A Poet’s Farewell
By Nelson L. Eshleman.
Benjamin Raymond Wheeler presumed it would all be quite painless. Mortician by day and failed poet by night, Benjamin had a morbid outlook on life and didn’t take rejection well. The roads were slick and visibility at four a.m. on the Crowsnest Pass left a lot to be desired, much less while a dogged summer thunder storm pounded heavily upon his windshield. Speeding hell-bent on a mountain highway, Benjamin felt little in the way of concern. It didn’t seem to matter whether he crashed now, or waited until he reached that sharp bend overlooking a sheer eight hundred foot drop where he intended to send his vehicle hurtling off the cliff.
He wasn’t sure now when the blackness first hit him. His father had suffered from depression. Taken pills for that. Benjamin wasn’t sure what depression was. And he didn’t really care. About anything anymore. Maybe that was the problem.
If one thing had kept him going, it was his poetry. This hobby he had negotiated all his life. Benjamin was pleased with his own recent work, but the thing about writing is that the most enjoyment comes through sharing. His mom liked what he wrote. Sandra, the manageress at the funeral parlour, thought it was okay too. It’s surprising how fast such support will form the basis of a man’s self-esteem.
But Benjamin sought a wider audience. His Mom was his mom, and Sandra, well… he suspected she just wanted to jump his bones. Benjamin made a few enquiries and was soon invited to bring his collected works around to an English lit professor who managed a small university printing press.
The professor was frank. Brutally so.
“You’re writing is unimaginative. It’s sterile, exploring tired old themes in ways that are often rehashed. It’s juvenile. Uninspiring. It rhymes.”
That’s not what Benjamin wanted to hear. Not what he expected. It was disappointing. Cognitive dissonance at its harshest.
The pompous old fart must have got a big thrill out of elevating himself at his students’ expense. The professor made Benjamin feel bad. And maybe what hurt the most was the creeping recognition there just might be a grain of truth in what that grandstanding asshole had said.
In the past, when Benjamin was feeling low, he would take a lap in the pool to relax and cool off. These days he didn’t seem to have the desire or the energy and when he did, it was in such brief bursts that it barely washed off the persistent stench of embalming fluid that haunted his countenance.
In Benjamin’s mind, there was only one remedy. Some would say it was a selfish act.
A certain giddiness comes with taking this decision. People so inclined often rush in with haste or impulsivity. But Benjamin didn’t want to make a mistake. Like all things in his life, it had to be done perfectly.
He made his goodbyes. Bade his farewells. This would be his swansong. And through it all he took almost perverse delight in the carefully chosen phrases he left with each of his acquaintances. Last words that would surely be treasured a lifetime. Poetry at its finest.
To his mother, “Did you know, you’re the best Mom a son could ever have. I love you so much. You know that, don’t you?”
To Sandra, his manageress, “Order an extra pine casket, I wouldn’t be surprised if we could fill it by Wednesday.”

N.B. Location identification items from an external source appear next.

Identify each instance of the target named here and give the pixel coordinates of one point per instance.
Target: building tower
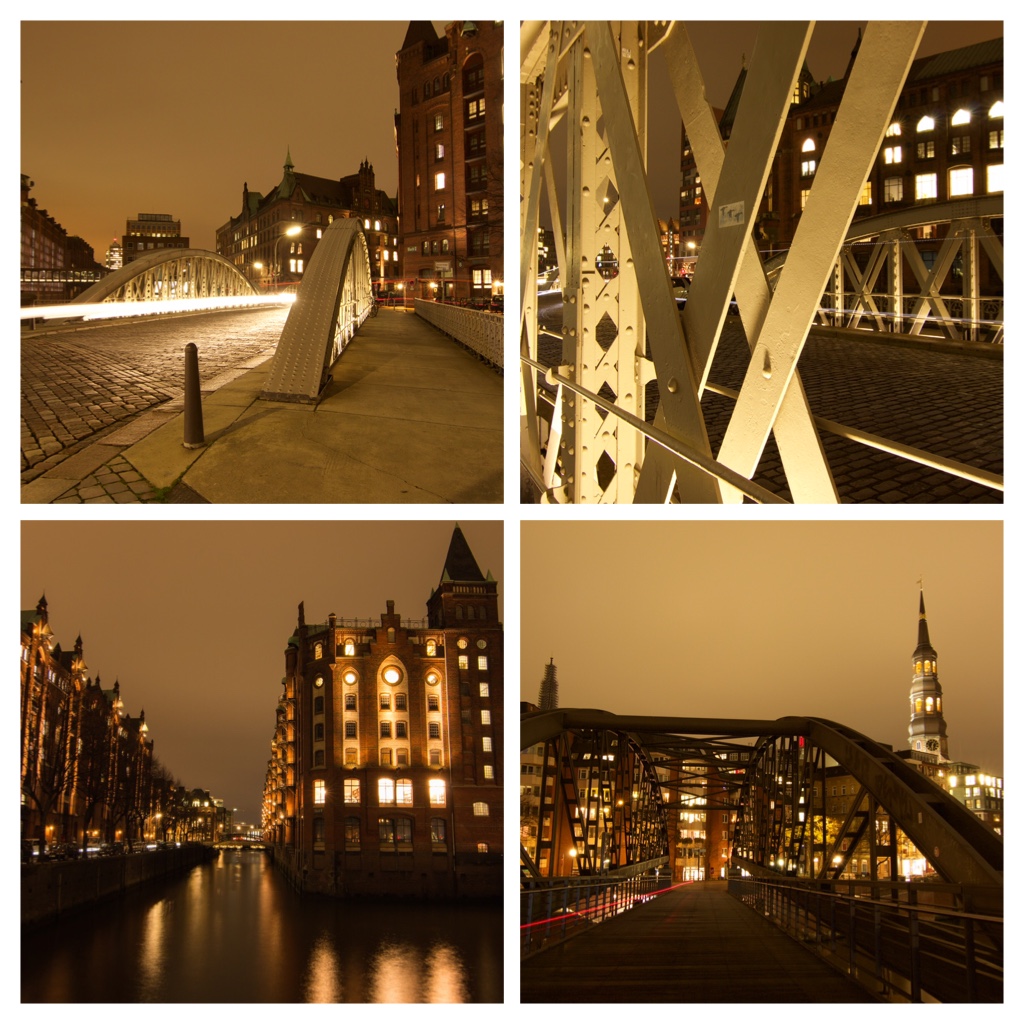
(549, 688)
(928, 727)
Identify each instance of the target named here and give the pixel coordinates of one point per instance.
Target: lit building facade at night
(450, 131)
(386, 772)
(273, 238)
(944, 143)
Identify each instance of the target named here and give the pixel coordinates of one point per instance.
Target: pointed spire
(923, 640)
(460, 563)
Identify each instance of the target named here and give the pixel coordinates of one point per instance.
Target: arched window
(437, 795)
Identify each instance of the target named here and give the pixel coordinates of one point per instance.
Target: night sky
(194, 617)
(122, 118)
(764, 620)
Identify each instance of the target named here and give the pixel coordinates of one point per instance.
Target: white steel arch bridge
(589, 422)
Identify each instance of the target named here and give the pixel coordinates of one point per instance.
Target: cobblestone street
(77, 385)
(947, 403)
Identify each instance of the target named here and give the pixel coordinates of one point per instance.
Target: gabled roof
(460, 563)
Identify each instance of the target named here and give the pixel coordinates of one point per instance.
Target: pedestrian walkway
(693, 944)
(410, 417)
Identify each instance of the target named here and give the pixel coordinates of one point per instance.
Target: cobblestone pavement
(946, 403)
(77, 385)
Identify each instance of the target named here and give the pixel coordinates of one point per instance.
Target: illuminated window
(926, 186)
(437, 794)
(351, 833)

And as for Jordan, Lonny and Ted, his erstwhile golfing companions, he pre-paid for alcoholic drinks to be served at the clubhouse with a note saying the “last round” had been taken care of, courtesy of Benjamin. Their tee time was Thursday, the day after he was set to disappear from the face of the earth. They’d go golfing anyway, touting “Ben would
have wanted it that way.”
Benjamin now firmly resolved to enter his adventure into another world. Dashing crazily up that mountain road, he fingered the insurance policy he bought three months earlier to the day. It became valid for suicide, ninety days after purchase. This was the least he could do for his dear mother.

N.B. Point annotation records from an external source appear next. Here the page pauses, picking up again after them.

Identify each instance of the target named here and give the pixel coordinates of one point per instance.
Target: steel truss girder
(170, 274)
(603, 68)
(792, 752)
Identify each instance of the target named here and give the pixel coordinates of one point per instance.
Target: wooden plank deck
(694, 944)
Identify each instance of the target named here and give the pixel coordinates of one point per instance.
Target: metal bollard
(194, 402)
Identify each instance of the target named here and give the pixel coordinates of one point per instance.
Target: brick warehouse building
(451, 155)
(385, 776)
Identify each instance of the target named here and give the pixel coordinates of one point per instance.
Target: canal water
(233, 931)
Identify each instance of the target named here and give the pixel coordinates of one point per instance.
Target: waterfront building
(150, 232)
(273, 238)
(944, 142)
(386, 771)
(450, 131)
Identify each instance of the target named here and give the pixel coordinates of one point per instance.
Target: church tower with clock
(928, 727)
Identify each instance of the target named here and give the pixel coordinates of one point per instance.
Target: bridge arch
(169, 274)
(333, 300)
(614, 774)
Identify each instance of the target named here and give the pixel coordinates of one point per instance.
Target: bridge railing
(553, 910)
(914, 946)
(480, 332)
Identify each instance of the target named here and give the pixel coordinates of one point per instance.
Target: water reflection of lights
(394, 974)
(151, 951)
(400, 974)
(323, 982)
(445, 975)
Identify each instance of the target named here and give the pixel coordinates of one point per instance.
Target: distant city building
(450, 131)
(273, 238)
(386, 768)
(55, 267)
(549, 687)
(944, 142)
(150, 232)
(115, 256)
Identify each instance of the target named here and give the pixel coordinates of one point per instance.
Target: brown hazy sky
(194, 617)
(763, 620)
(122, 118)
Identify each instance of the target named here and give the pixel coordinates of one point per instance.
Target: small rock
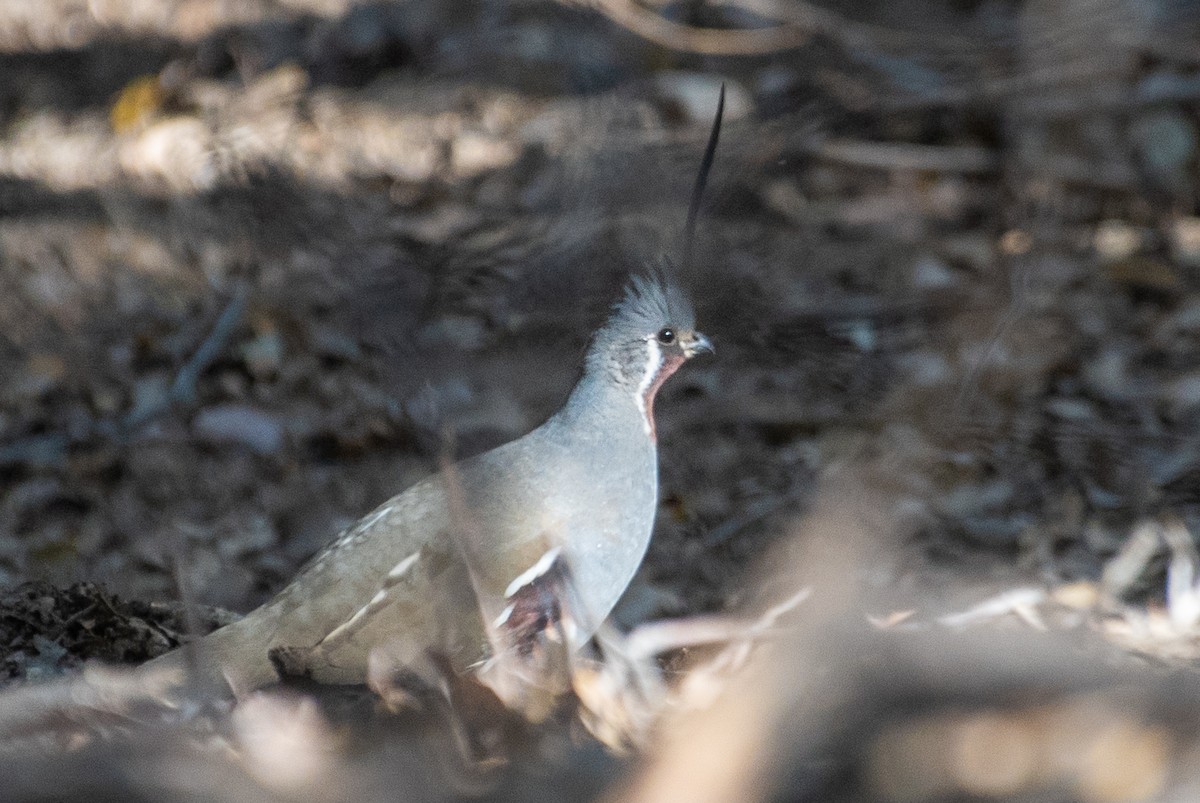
(931, 274)
(472, 154)
(1186, 241)
(40, 375)
(150, 395)
(241, 425)
(461, 331)
(1116, 240)
(177, 153)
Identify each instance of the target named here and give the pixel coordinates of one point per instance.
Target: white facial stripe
(653, 363)
(403, 565)
(544, 563)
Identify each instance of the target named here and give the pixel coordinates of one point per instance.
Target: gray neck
(604, 405)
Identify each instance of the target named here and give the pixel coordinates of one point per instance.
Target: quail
(487, 555)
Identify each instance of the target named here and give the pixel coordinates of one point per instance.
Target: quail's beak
(697, 345)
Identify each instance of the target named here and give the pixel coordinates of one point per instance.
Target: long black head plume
(697, 191)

When that fatal bend came into view, Benjamin stopped the car to prop a stick on the gas pedal so that there could be no turning back. Then dragging a corpse from the trunk, one he had taken from an empty casket buried earlier that week, Ben propped up the lifeless gent in the driver’s seat and soaked him in petrol.

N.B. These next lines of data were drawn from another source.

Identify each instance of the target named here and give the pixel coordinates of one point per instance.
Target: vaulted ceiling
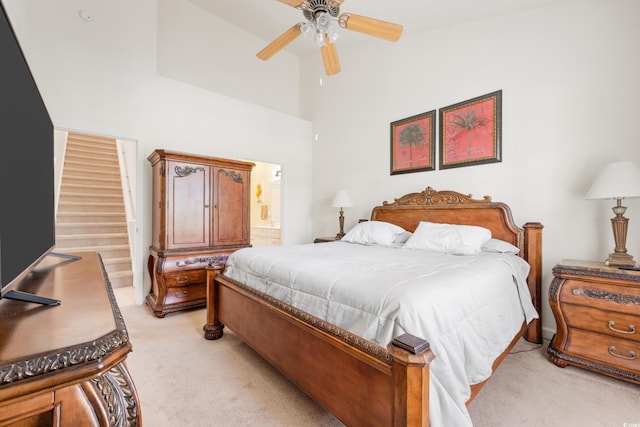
(268, 19)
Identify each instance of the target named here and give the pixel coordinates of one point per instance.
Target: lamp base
(620, 260)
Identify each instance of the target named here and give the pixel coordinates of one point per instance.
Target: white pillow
(449, 238)
(373, 233)
(499, 246)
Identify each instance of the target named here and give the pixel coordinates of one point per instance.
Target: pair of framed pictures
(470, 134)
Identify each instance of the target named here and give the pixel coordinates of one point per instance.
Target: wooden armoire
(200, 216)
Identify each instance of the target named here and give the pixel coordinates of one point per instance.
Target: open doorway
(266, 204)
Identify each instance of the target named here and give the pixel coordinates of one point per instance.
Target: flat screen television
(27, 203)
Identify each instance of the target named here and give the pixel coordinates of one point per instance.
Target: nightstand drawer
(609, 351)
(185, 278)
(615, 324)
(186, 294)
(624, 299)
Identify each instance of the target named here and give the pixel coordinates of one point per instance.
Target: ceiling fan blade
(372, 27)
(292, 3)
(278, 44)
(330, 58)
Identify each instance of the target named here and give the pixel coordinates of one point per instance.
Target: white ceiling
(269, 18)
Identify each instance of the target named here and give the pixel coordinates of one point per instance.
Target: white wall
(101, 78)
(199, 48)
(569, 75)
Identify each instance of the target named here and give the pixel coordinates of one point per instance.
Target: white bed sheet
(469, 308)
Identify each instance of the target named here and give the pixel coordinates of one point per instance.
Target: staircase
(91, 214)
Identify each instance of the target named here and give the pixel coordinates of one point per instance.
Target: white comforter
(467, 307)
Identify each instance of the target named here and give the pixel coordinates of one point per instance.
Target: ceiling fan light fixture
(322, 26)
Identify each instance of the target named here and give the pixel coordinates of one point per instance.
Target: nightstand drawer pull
(632, 354)
(182, 294)
(632, 329)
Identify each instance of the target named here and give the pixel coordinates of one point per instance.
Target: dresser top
(595, 268)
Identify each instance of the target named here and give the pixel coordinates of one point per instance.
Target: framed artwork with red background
(471, 132)
(413, 144)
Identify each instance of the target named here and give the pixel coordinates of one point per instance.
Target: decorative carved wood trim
(429, 196)
(558, 355)
(234, 176)
(217, 260)
(187, 170)
(554, 288)
(115, 388)
(610, 274)
(360, 343)
(84, 353)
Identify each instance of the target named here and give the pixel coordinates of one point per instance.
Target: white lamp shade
(616, 180)
(342, 200)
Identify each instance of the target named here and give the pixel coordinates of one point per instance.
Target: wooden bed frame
(360, 382)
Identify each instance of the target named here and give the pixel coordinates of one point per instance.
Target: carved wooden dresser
(597, 312)
(65, 365)
(200, 215)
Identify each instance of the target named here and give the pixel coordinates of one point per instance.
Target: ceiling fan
(323, 23)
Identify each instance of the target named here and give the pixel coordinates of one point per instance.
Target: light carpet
(184, 380)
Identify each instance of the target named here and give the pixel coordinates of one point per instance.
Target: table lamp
(341, 200)
(618, 180)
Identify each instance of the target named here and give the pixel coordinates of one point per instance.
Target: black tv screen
(27, 204)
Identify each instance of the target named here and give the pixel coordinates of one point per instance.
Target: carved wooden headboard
(451, 207)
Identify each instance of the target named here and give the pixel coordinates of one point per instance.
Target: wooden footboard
(360, 382)
(353, 378)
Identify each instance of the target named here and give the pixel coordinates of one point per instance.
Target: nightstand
(325, 239)
(597, 313)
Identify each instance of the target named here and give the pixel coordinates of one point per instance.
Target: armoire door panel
(188, 205)
(230, 220)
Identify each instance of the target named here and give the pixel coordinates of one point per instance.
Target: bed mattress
(469, 308)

As the flaming car smashed through the guardrail and over the edge, he was already pedaling his bicycle back down the way he had come, patting his hip pocket to double-check he’d not forgotten his passport. Call it a last ditch effort, Benjamin recalled that paintings become most valued after the artist is gone and he hoped the same could be said for dead poets.

ABOUT THE AUTHOR
Nelson L. Eshleman eschews bad poetry in favour of marginal prose. That said, he did finish second in the 2007 limerick competition at the Ship & Anchor, a fine establishment from which he has since regrettably been banned.